Радио у меня есть в квартире, т. ч. я в курсе событий. Не знаешь ли ты, что с С<ергеем> Д<митриевичем>? Шура тоже мобилизован[viii]. Если тебе звонит Вера Львовна, скажи ей, что Наташа писала ей несколько раз, она здорова. Телефон В.Л. Б-2-82-08. Лидочек, еще нет месяца, что началась война, а мне кажется, что прошло два года. Обнимаю и горячо целую тебя и Мару, Гогошу, Френков. (20 июля 1941).

                [...] Имеете перед собой бумагу, которая была положена в Женин рюкзак, а теперь у меня другой нет и приходится использовать запачканную.
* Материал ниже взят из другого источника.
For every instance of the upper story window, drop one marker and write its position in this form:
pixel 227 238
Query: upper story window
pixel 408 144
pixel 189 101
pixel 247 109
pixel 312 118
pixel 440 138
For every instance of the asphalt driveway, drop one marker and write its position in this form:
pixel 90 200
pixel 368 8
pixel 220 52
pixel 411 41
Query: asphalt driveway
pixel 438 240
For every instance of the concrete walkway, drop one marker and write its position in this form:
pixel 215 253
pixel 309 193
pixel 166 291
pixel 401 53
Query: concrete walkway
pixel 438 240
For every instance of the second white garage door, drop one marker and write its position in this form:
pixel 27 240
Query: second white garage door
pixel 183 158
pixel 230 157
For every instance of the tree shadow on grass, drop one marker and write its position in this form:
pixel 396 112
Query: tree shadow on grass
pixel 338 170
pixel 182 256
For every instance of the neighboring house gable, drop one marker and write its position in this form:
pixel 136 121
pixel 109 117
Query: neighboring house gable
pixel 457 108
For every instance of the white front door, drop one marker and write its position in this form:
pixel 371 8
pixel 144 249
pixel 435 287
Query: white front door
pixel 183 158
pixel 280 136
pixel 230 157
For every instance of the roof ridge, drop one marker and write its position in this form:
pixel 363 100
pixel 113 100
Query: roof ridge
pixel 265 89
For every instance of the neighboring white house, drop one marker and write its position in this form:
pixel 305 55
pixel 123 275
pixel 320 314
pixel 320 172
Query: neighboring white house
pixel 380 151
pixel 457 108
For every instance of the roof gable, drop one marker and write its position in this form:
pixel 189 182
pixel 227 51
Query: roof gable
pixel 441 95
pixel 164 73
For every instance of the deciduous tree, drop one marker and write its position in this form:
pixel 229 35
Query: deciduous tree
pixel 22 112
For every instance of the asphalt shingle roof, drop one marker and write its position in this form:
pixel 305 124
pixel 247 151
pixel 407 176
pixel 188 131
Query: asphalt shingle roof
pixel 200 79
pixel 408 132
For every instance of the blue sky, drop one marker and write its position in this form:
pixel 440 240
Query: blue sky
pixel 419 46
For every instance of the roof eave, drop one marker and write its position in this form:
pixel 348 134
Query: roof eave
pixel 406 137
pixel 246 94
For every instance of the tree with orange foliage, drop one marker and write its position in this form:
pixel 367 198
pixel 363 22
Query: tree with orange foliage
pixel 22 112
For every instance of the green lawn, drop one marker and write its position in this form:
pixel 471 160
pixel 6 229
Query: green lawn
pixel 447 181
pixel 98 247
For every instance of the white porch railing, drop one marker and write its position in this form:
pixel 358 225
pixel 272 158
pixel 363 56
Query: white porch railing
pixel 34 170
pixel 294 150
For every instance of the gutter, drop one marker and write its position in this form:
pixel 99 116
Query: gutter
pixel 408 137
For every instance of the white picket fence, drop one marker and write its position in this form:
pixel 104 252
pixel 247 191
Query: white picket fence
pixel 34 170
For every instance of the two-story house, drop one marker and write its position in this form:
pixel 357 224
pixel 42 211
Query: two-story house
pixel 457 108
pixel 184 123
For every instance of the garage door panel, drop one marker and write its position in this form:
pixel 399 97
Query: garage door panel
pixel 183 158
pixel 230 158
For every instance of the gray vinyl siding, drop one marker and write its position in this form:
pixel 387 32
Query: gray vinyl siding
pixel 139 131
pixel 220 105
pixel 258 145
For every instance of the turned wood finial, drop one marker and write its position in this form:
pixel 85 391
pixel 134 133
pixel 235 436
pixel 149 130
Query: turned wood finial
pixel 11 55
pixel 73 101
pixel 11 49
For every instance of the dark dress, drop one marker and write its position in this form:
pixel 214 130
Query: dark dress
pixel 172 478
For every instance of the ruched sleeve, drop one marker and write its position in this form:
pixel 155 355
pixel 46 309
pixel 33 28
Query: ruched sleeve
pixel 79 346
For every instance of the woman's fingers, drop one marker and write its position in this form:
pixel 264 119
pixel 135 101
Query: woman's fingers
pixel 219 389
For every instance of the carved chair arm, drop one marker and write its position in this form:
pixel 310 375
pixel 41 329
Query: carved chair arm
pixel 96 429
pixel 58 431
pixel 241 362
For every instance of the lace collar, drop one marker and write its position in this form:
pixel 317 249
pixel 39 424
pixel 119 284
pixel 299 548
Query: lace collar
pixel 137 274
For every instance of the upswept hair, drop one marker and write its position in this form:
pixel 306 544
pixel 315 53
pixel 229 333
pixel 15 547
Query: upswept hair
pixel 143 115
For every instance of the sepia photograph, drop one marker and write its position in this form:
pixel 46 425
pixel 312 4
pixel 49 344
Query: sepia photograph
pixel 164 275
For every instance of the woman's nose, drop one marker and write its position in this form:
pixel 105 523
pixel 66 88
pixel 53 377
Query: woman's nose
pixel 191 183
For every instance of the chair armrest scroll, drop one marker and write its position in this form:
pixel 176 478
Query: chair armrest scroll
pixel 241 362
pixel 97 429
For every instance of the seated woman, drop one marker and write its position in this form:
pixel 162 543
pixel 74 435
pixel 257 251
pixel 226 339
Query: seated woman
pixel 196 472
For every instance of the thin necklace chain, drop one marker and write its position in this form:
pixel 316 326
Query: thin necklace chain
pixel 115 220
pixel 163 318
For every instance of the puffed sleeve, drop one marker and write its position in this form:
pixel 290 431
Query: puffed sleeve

                Вчера писала Нине и на всякий случай повторяю содержание. Мы с Наташей пошли к Катюше пешком. Там место, пожалуй, лучше нашего в отношении природы. Кроме того, директор, по-видимому, толковый человек и приобрел четыре коровы. У него обеспечены молоком маленькие, а большие получают между обедом и ужином кружку молока с хлебом. У нас в этом отношении у старших пока еще не организовано. Катюша выглядит хорошо, настроение тоже не плохое. Сюда, правда, продолжают прибывать архфондовские мамаши, но они должны быть готовы на тяжелую работу по уходу за детьми и должны быть обязательно обеспечены крупными деньгами для своего существования и чтобы украсить жизнь своему ребенку (Катюше). Поэтому мне и кажется, что Ниночке не стоит приезжать сюда. У Катюши все вещи целы, у наших ребят тоже. Видела там Ирину Жукову и Алешу Минца. Мы с Наташей отдохнули на травке 2 часа и отправились пехом назад. Сережа и Женя здесь акклиматизировались, а Наташа и Алеша меня замучили, просятся ко мне жить.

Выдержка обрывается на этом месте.